Não se trata apenas de ganhar músculos: cientistas agora acreditam que a proteína também ajuda na recuperação e pode até servir como combustível

Hoje em dia, é difícil encontrar algum atleta de endurance sério que ainda ache que proteína não é importante. Já se foi o tempo em que a dieta se resumia a carboidratos, com pratos de macarrão e Gatorade como base. Mas entender exatamente quanto de proteína corredores, ciclistas e outros fanáticos por resistência realmente precisam — e quando devem consumi-la — ainda é uma questão em aberto.
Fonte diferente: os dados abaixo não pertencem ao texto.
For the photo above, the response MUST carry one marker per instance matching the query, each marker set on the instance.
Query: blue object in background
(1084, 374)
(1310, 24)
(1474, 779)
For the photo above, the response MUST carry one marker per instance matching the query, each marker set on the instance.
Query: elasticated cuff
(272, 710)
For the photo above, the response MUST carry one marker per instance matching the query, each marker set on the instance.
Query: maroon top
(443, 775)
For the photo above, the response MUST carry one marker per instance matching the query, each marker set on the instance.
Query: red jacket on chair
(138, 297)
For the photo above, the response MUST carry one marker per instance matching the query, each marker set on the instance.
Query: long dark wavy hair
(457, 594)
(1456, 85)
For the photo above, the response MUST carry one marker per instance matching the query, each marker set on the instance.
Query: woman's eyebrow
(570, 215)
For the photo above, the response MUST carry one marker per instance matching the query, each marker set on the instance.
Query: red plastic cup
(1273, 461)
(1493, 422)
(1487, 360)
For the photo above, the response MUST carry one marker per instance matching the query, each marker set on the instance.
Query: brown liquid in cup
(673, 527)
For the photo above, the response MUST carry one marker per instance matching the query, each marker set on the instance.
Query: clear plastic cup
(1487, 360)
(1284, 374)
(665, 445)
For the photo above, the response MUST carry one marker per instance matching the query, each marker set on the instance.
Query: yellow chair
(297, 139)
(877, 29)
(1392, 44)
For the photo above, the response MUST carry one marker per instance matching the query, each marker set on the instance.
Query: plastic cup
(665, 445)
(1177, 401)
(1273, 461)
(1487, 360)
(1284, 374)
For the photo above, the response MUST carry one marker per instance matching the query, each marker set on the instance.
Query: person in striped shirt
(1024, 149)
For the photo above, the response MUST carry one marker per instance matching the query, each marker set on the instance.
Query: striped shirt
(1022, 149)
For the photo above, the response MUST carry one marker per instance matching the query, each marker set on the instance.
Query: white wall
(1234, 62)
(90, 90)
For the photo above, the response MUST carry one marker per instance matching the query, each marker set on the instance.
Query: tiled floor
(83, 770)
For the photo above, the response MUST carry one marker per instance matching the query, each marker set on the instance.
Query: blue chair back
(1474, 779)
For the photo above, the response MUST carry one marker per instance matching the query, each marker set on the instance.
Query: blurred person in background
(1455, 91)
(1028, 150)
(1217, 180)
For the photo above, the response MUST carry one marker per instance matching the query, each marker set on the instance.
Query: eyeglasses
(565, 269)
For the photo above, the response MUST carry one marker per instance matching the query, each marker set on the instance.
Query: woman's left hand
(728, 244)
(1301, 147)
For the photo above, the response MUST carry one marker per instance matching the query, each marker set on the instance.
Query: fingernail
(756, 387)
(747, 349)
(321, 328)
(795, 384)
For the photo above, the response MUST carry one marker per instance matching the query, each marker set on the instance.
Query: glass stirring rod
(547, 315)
Tenho refletido sobre essas questões recentemente — em um texto desmistificando mitos comuns sobre a proteína, e em outro discutindo a ideia de um consumo máximo. Agora, no entanto, um novo artigo de revisão publicado na Sports Medicine, feito por uma equipe liderada por Oliver Witard, do King’s College London, oferece uma visão abrangente do que se sabe até o momento. Witard e seus colegas focam em duas perguntas principais: primeiro, quanto de proteína os atletas de endurance precisam consumir diariamente para manter a saúde e otimizar as adaptações de longo prazo ao treinamento? E segundo, qual é o papel do uso estratégico da proteína na aceleração da recuperação de curto prazo e no aumento da performance?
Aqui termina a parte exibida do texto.